Posted on:2013-01-07Degree:Ph.DType:Dissertation
University:The Catholic University of AmericaCandidate:Geddert, Jeremy SethFull Text:PDF
GTID:1456390008484126Subject:Law
Abstract/Summary:
Hugo Grotius is increasingly portrayed as an early modern natural rights theorist. Such readings often reduce his concept of justice to the negation of offences against private property rights, and frame his politics in legal terms. Grotius indeed has a category of "expletive" (or "strict") justice, understood in terms of universal laws, which provides an individual with the necessary possession or liberty.
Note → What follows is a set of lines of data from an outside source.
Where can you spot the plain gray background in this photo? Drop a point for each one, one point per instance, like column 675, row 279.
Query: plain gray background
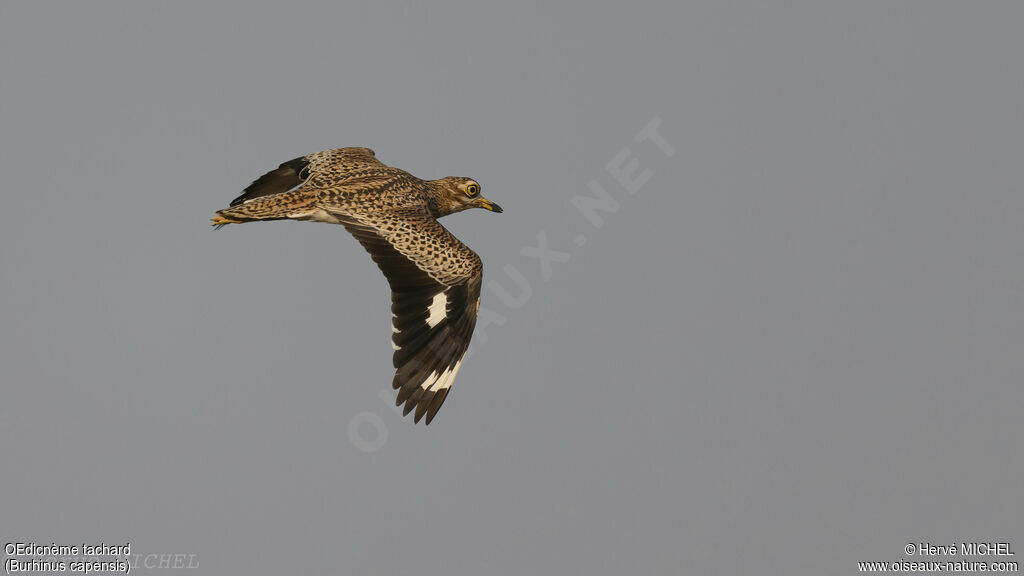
column 798, row 346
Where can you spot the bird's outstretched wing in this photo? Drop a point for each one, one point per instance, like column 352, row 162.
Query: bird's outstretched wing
column 435, row 295
column 331, row 167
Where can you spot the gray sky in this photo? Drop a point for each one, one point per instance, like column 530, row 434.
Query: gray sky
column 796, row 346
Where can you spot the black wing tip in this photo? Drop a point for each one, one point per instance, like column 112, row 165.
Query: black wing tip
column 285, row 177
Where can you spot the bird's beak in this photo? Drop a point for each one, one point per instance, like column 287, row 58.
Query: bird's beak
column 487, row 205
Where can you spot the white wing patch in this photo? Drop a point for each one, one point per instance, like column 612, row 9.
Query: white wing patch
column 438, row 310
column 437, row 382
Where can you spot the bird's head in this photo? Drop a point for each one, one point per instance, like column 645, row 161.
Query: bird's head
column 456, row 194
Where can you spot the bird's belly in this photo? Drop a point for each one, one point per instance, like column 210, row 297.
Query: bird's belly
column 317, row 215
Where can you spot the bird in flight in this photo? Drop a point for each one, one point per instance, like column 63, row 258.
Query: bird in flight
column 435, row 279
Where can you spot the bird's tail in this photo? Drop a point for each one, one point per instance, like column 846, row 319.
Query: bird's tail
column 276, row 207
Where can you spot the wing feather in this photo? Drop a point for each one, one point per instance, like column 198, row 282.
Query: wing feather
column 427, row 268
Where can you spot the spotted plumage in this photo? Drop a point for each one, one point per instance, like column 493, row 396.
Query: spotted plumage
column 435, row 279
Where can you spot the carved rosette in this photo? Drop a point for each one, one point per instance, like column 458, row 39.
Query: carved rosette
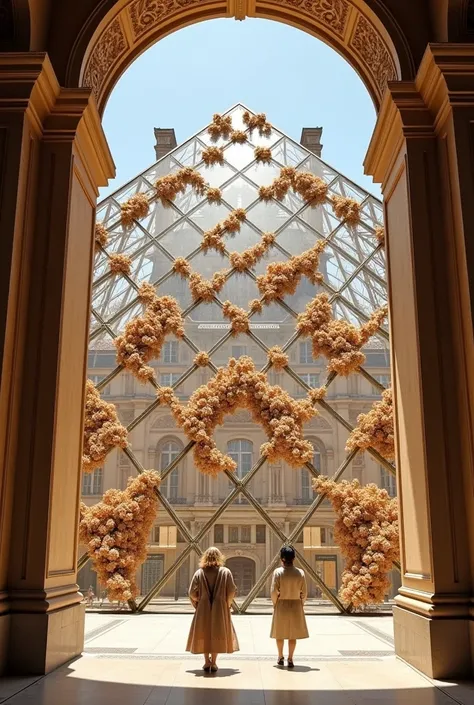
column 332, row 14
column 146, row 14
column 110, row 47
column 368, row 44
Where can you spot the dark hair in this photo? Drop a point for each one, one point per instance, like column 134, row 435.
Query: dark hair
column 287, row 555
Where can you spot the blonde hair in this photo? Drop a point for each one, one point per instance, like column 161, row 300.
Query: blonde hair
column 212, row 558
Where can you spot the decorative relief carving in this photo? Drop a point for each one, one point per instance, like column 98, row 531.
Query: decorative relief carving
column 372, row 50
column 332, row 14
column 144, row 14
column 111, row 45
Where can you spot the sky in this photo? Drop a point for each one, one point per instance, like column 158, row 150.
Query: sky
column 185, row 78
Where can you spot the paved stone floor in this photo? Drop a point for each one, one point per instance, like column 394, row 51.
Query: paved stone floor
column 139, row 660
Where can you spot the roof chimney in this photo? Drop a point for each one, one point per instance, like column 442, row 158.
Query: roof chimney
column 165, row 141
column 311, row 139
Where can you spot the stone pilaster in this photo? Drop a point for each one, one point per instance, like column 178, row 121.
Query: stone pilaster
column 54, row 156
column 423, row 129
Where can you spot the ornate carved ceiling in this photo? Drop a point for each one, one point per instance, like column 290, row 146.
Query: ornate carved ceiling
column 343, row 24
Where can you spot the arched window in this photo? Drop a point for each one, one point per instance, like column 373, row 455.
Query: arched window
column 169, row 451
column 241, row 451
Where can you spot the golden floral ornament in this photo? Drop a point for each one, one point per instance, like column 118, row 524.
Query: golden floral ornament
column 135, row 208
column 367, row 532
column 263, row 155
column 115, row 532
column 221, row 126
column 375, row 429
column 120, row 264
column 257, row 122
column 338, row 340
column 277, row 358
column 144, row 335
column 213, row 155
column 282, row 278
column 102, row 429
column 239, row 385
column 239, row 320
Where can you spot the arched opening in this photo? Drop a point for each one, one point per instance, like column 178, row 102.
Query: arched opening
column 243, row 570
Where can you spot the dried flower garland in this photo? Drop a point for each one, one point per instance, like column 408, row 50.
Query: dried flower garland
column 338, row 340
column 213, row 155
column 375, row 429
column 238, row 137
column 116, row 531
column 263, row 154
column 240, row 386
column 214, row 195
column 120, row 264
column 102, row 429
column 283, row 277
column 239, row 320
column 347, row 209
column 257, row 122
column 101, row 235
column 135, row 208
column 221, row 126
column 144, row 335
column 367, row 532
column 202, row 359
column 277, row 358
column 249, row 257
column 168, row 187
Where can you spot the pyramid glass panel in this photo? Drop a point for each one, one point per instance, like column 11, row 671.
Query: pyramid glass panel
column 251, row 511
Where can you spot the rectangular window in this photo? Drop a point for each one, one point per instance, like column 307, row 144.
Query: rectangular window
column 239, row 350
column 306, row 352
column 312, row 379
column 92, row 482
column 169, row 352
column 388, row 482
column 383, row 379
column 167, row 379
column 245, row 534
column 261, row 533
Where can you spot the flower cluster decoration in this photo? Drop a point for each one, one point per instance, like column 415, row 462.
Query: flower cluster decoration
column 375, row 429
column 221, row 126
column 102, row 429
column 282, row 278
column 257, row 122
column 115, row 532
column 338, row 340
column 135, row 208
column 143, row 336
column 120, row 264
column 367, row 532
column 101, row 235
column 239, row 385
column 213, row 155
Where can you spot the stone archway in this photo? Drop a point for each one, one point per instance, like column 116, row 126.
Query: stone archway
column 374, row 49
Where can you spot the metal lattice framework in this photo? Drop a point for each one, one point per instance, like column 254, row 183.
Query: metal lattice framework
column 354, row 278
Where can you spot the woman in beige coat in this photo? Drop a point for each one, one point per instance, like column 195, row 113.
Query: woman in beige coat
column 288, row 595
column 212, row 591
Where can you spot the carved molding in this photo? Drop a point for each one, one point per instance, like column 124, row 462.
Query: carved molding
column 333, row 14
column 371, row 48
column 111, row 45
column 146, row 14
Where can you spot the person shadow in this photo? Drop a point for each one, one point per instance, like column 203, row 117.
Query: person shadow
column 296, row 669
column 221, row 673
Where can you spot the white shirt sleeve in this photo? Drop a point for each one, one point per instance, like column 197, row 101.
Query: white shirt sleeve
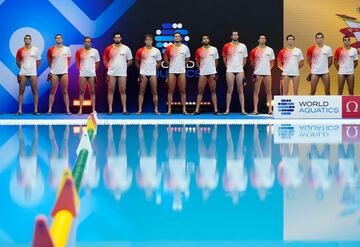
column 301, row 56
column 38, row 55
column 272, row 55
column 245, row 51
column 329, row 52
column 128, row 54
column 97, row 56
column 356, row 55
column 68, row 52
column 187, row 52
column 158, row 55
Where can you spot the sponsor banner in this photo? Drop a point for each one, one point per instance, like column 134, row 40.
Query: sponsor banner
column 307, row 106
column 298, row 133
column 351, row 106
column 351, row 133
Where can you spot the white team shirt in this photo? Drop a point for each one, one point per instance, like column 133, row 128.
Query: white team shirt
column 346, row 60
column 177, row 56
column 234, row 55
column 261, row 59
column 207, row 57
column 319, row 59
column 27, row 59
column 59, row 59
column 117, row 57
column 290, row 59
column 148, row 59
column 87, row 60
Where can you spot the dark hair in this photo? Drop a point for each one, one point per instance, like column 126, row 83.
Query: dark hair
column 117, row 33
column 322, row 35
column 290, row 35
column 150, row 36
column 87, row 37
column 205, row 35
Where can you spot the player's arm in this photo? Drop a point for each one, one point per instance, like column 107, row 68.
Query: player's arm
column 77, row 59
column 224, row 55
column 336, row 59
column 49, row 57
column 330, row 61
column 167, row 56
column 356, row 61
column 187, row 60
column 158, row 64
column 280, row 60
column 18, row 59
column 38, row 62
column 272, row 63
column 301, row 63
column 106, row 57
column 309, row 56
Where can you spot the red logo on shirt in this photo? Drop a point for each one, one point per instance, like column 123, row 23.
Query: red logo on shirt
column 351, row 106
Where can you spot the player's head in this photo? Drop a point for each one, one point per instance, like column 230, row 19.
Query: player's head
column 58, row 39
column 87, row 42
column 27, row 39
column 205, row 40
column 319, row 37
column 117, row 37
column 346, row 40
column 234, row 35
column 149, row 39
column 262, row 39
column 290, row 39
column 177, row 37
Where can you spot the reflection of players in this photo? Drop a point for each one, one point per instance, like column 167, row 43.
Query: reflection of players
column 177, row 175
column 91, row 176
column 290, row 172
column 346, row 172
column 207, row 175
column 262, row 174
column 59, row 157
column 235, row 177
column 346, row 60
column 320, row 172
column 117, row 174
column 27, row 184
column 148, row 174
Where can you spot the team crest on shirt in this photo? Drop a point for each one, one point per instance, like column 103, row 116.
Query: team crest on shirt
column 352, row 29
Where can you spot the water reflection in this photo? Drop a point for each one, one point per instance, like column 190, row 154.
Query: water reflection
column 297, row 173
column 117, row 173
column 27, row 182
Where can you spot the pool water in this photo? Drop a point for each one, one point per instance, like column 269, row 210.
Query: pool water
column 215, row 185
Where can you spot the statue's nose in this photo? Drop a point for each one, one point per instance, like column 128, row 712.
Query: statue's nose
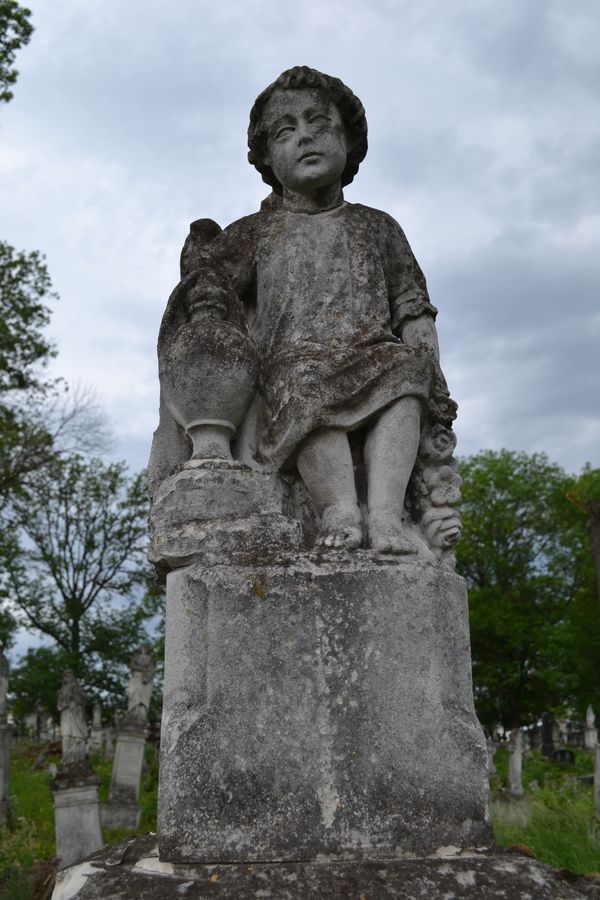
column 304, row 133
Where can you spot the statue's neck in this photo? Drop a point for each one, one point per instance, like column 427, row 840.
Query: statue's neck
column 317, row 201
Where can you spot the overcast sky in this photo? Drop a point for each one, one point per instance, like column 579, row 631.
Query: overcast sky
column 129, row 121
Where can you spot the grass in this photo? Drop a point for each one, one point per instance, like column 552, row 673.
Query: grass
column 27, row 847
column 555, row 817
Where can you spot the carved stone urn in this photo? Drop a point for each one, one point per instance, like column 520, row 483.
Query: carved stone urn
column 208, row 375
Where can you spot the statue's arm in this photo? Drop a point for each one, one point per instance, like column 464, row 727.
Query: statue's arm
column 421, row 331
column 413, row 314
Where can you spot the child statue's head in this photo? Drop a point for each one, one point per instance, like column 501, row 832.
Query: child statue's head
column 303, row 111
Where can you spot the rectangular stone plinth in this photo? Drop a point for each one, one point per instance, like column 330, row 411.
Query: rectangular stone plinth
column 318, row 709
column 77, row 820
column 122, row 809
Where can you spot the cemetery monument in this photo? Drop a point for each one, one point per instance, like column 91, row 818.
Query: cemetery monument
column 123, row 809
column 319, row 736
column 75, row 787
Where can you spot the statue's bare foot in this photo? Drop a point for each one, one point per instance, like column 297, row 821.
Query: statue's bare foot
column 341, row 528
column 388, row 534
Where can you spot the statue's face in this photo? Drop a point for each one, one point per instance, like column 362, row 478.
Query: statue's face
column 307, row 146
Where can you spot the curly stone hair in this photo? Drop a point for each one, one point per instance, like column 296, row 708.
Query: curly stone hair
column 350, row 108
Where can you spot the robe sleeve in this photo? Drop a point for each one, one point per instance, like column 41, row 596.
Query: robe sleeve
column 407, row 287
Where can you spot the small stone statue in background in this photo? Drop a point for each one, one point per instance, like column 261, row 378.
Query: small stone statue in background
column 305, row 333
column 590, row 732
column 4, row 672
column 139, row 689
column 73, row 725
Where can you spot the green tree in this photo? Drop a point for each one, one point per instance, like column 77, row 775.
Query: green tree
column 525, row 555
column 25, row 439
column 15, row 32
column 77, row 573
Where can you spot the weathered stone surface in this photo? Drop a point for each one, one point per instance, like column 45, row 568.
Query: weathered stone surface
column 306, row 333
column 324, row 707
column 132, row 870
column 139, row 689
column 73, row 725
column 219, row 514
column 76, row 818
column 122, row 810
column 515, row 763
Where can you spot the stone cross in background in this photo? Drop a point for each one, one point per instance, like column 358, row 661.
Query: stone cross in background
column 590, row 735
column 5, row 740
column 515, row 763
column 75, row 788
column 122, row 810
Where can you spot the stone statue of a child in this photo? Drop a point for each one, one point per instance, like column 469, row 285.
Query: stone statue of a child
column 339, row 310
column 73, row 724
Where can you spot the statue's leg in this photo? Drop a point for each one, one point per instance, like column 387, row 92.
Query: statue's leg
column 325, row 466
column 390, row 453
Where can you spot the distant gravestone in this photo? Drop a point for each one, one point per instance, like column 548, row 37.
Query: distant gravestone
column 597, row 782
column 515, row 763
column 75, row 788
column 547, row 735
column 5, row 740
column 491, row 752
column 95, row 740
column 563, row 755
column 122, row 809
column 590, row 737
column 108, row 742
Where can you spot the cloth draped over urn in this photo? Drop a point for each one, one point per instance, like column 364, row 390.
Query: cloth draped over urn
column 301, row 321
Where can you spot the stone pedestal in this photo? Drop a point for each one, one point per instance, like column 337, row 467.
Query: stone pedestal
column 5, row 745
column 122, row 809
column 322, row 707
column 131, row 870
column 76, row 816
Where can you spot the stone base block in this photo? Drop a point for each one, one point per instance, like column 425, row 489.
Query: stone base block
column 132, row 870
column 319, row 709
column 218, row 514
column 121, row 815
column 76, row 819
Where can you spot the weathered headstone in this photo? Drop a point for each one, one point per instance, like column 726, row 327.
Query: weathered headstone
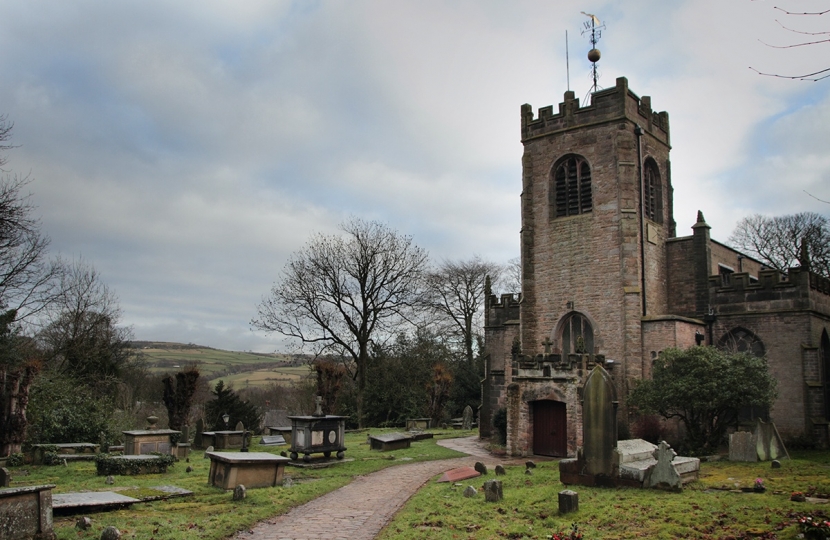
column 768, row 442
column 467, row 418
column 599, row 423
column 111, row 533
column 493, row 491
column 664, row 475
column 742, row 446
column 568, row 501
column 200, row 427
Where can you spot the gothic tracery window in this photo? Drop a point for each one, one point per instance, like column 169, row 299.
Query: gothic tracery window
column 652, row 192
column 571, row 187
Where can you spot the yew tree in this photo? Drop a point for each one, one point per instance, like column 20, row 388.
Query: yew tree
column 704, row 388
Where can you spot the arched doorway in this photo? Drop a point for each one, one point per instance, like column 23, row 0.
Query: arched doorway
column 550, row 428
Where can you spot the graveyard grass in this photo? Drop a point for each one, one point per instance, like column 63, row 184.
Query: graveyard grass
column 211, row 513
column 707, row 509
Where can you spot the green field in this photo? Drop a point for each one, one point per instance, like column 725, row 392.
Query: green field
column 241, row 369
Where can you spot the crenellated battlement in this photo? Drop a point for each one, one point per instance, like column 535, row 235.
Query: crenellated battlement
column 606, row 105
column 499, row 311
column 797, row 289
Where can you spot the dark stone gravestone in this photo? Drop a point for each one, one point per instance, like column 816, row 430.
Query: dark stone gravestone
column 599, row 423
column 467, row 418
column 568, row 501
column 493, row 491
column 197, row 439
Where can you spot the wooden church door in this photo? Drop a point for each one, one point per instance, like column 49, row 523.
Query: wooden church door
column 550, row 429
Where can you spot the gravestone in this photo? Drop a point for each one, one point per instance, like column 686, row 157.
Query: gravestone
column 493, row 491
column 742, row 446
column 599, row 423
column 111, row 533
column 664, row 475
column 197, row 439
column 768, row 442
column 467, row 418
column 568, row 501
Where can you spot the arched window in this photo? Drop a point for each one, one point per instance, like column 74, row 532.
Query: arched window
column 577, row 335
column 571, row 186
column 742, row 340
column 652, row 191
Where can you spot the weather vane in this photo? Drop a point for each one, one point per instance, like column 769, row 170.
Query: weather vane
column 595, row 28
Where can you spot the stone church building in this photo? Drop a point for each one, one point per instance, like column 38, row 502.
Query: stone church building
column 607, row 279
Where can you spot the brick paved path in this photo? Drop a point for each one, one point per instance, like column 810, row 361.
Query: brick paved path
column 359, row 510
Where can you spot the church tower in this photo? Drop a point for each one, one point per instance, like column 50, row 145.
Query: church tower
column 596, row 213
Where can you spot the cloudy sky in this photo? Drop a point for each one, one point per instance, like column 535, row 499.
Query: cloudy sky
column 186, row 148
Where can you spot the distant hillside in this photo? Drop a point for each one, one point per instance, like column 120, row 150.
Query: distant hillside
column 243, row 368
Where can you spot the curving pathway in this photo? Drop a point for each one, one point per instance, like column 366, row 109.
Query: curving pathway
column 359, row 510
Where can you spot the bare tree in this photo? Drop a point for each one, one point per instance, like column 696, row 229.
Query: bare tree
column 805, row 39
column 82, row 336
column 456, row 293
column 339, row 293
column 776, row 241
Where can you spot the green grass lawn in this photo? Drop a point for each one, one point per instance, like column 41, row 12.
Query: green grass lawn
column 704, row 509
column 211, row 513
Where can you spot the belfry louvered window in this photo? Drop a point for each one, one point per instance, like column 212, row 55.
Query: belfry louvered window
column 652, row 192
column 572, row 187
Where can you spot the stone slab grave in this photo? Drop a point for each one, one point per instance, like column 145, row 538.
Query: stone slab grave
column 604, row 461
column 418, row 424
column 74, row 503
column 26, row 512
column 285, row 431
column 251, row 469
column 68, row 451
column 390, row 441
column 461, row 473
column 272, row 440
column 96, row 501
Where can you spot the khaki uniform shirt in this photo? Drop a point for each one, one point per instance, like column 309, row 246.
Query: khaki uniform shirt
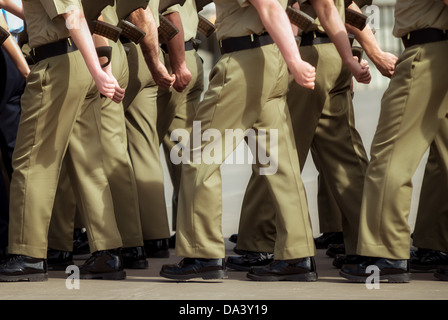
column 45, row 23
column 189, row 17
column 110, row 15
column 154, row 6
column 306, row 7
column 411, row 15
column 237, row 18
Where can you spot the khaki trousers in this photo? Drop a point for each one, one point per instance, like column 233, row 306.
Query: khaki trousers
column 431, row 225
column 144, row 147
column 412, row 117
column 323, row 122
column 176, row 110
column 118, row 169
column 247, row 91
column 60, row 117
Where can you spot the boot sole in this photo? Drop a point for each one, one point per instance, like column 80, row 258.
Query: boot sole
column 136, row 265
column 60, row 266
column 236, row 267
column 305, row 277
column 210, row 275
column 243, row 268
column 121, row 275
column 391, row 278
column 38, row 277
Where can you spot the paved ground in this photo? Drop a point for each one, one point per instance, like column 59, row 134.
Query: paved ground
column 148, row 285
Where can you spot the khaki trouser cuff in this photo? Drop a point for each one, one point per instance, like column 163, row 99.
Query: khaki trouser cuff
column 398, row 252
column 26, row 250
column 294, row 253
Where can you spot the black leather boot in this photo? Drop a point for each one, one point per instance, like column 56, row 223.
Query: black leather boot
column 105, row 264
column 248, row 260
column 303, row 269
column 23, row 268
column 190, row 268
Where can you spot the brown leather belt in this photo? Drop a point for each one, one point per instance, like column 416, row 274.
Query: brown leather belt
column 189, row 45
column 243, row 43
column 316, row 37
column 313, row 38
column 53, row 49
column 422, row 36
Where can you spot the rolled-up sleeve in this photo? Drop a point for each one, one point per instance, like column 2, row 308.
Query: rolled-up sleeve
column 55, row 8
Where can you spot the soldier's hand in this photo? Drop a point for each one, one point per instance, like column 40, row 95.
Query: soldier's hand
column 386, row 63
column 119, row 92
column 105, row 84
column 183, row 78
column 304, row 74
column 360, row 71
column 161, row 76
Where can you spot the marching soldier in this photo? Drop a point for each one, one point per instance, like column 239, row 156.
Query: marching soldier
column 60, row 117
column 177, row 108
column 413, row 116
column 148, row 75
column 247, row 90
column 323, row 121
column 13, row 71
column 116, row 159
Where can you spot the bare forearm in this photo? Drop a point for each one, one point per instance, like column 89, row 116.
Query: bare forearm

However, the exercise of this status must then be governed by his under-explored category of "attributive" (or "wider") justice, which alone, through the exercise of political virtue, can promote positive (and public) goods.;This dual framework is evident in three important aspects of Grotius' thought: political authority, criminal punishment, and Atonement theology. In the first, there is no strict obligation to enter civil society, as the natural laws and rights of expletive justice can already be enforced in extra-political society. However, attributive justice encourages entry into political society, because it allows for public governance in the particular situations where expletive justice, owing to its impersonal universality, must be silent. Likewise, the right to punish crime is not a claim on a tangible good, but a difficult responsibility. Its exercise thus requires attributive justice, whose personal, forward-looking, action-oriented character will reveal the particular punishment that best promotes the public purposes of punishment: the common good. Grotius' use of a criminal law paradigm (rather than a private law framework) is also evident in his creative understanding of how Christ's death atones for human wrongdoing. Grotius portrays God as moral governor of the universe, rather than judge or economic creditor. God then exercises (political) prudence and love in relaxing his 'expletive' right to condemn humanity, out of considerations of a higher good.;This dual framework of expletive and attributive justice allows Grotius to build on the traditional understanding of commutative and distributive justice, by allowing a place for a law-based (expletive) ethics within a wider (attributive) virtue-based ethics. Thus, he shows how a robust conception of individual rights need not sever the link relating those rights to higher goods both in the political realm and beyond it.